ASHLAND - Normally the mere mention of the words "monetary policy" will put the average crowd to sleep, but the president of the Federal Reserve Bank of Minneapolis kept local residents engaged for an hour on Wednesday night - and they wanted more.
Neel Kashkari took questions on the central banking system, explained how the Fed balances the "see-saw" of inflation and employment and offered his stance on financial regulations during a community forum at the Northern Great Lakes Visitor Center.
Kashkari also said, in an interview after the event, that mobility is almost mandatory for individual economic success. He recounted a visit to the Iron Range shortly after starting in his role in January 2016.

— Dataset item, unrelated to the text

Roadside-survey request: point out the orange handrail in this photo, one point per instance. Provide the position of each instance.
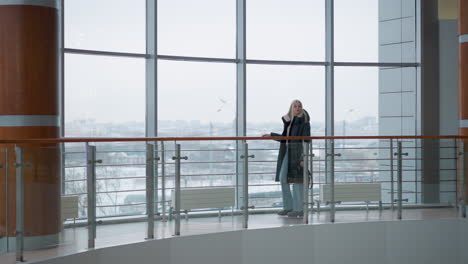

"I pointed out to the (laid-off) workers there that there are a lot of skilled trade jobs around the Twin Cities," he said. "You may not get the ideal job you want in the location you want, and you may have to move for that opportunity. We all want to live where we want to live, but it doesn't always line up with what our skills are, and where the needs are."
Northern Wisconsin has the highest unemployment rates in the state, much like northern Minnesota's stubbornly high rates compared to statewide and urban numbers that are approaching full employment.
Kashkari called monetary policy - setting interest rates - a "blunt instrument" that can't target certain regions or populations that may need more help than others. But he seemed to sympathize with residents who asked him questions about how rural areas can see the same kind of economic success many metro areas are enjoying.
He was the only voting member of the Fed to say no to an interest rate hike in March, citing "slack" in the labor market and inflation sitting slightly lower than it should be. Following the forum he said many communities can be hurt by the urban/rural disparity in opportunities, but that doesn't have to be the case.
"Do you begrudge your kids for moving and going and getting an opportunity?" he posited. "If we can make these communities more attractive for young people to want to come back - that has potential."
More than once Kashkari stressed the importance of education on economic outcomes no matter the location.
"A huge determinant of economic success, as individuals, is the quality of the education you get," he said. "Our research at the Minneapolis Fed shows early childhood education ... just after birth it becomes very important. Early childhood education is very important to achieve the outcomes we all want."
More than 50 people gathered to see Kashkari talk on Wednesday night. The event is part of an ongoing series of forums that the Minneapolis Fed puts on to take the temperature of the region's economy.
The Federal Reserve Bank of Minneapolis covers Minnesota, Montana, the Dakotas, northern Wisconsin and the Upper Peninsula.
Kashkari, 43, is serving a five-year term as president and said he'd like to stay on for as many terms as he can. An Ohio native, mechanical engineer by trade and onetime candidate for governor of California, Kashkari joked he hasn't been dissuaded by the weather yet.
"My only disappointment in coming to Minnesota is how lame the winters have been so far."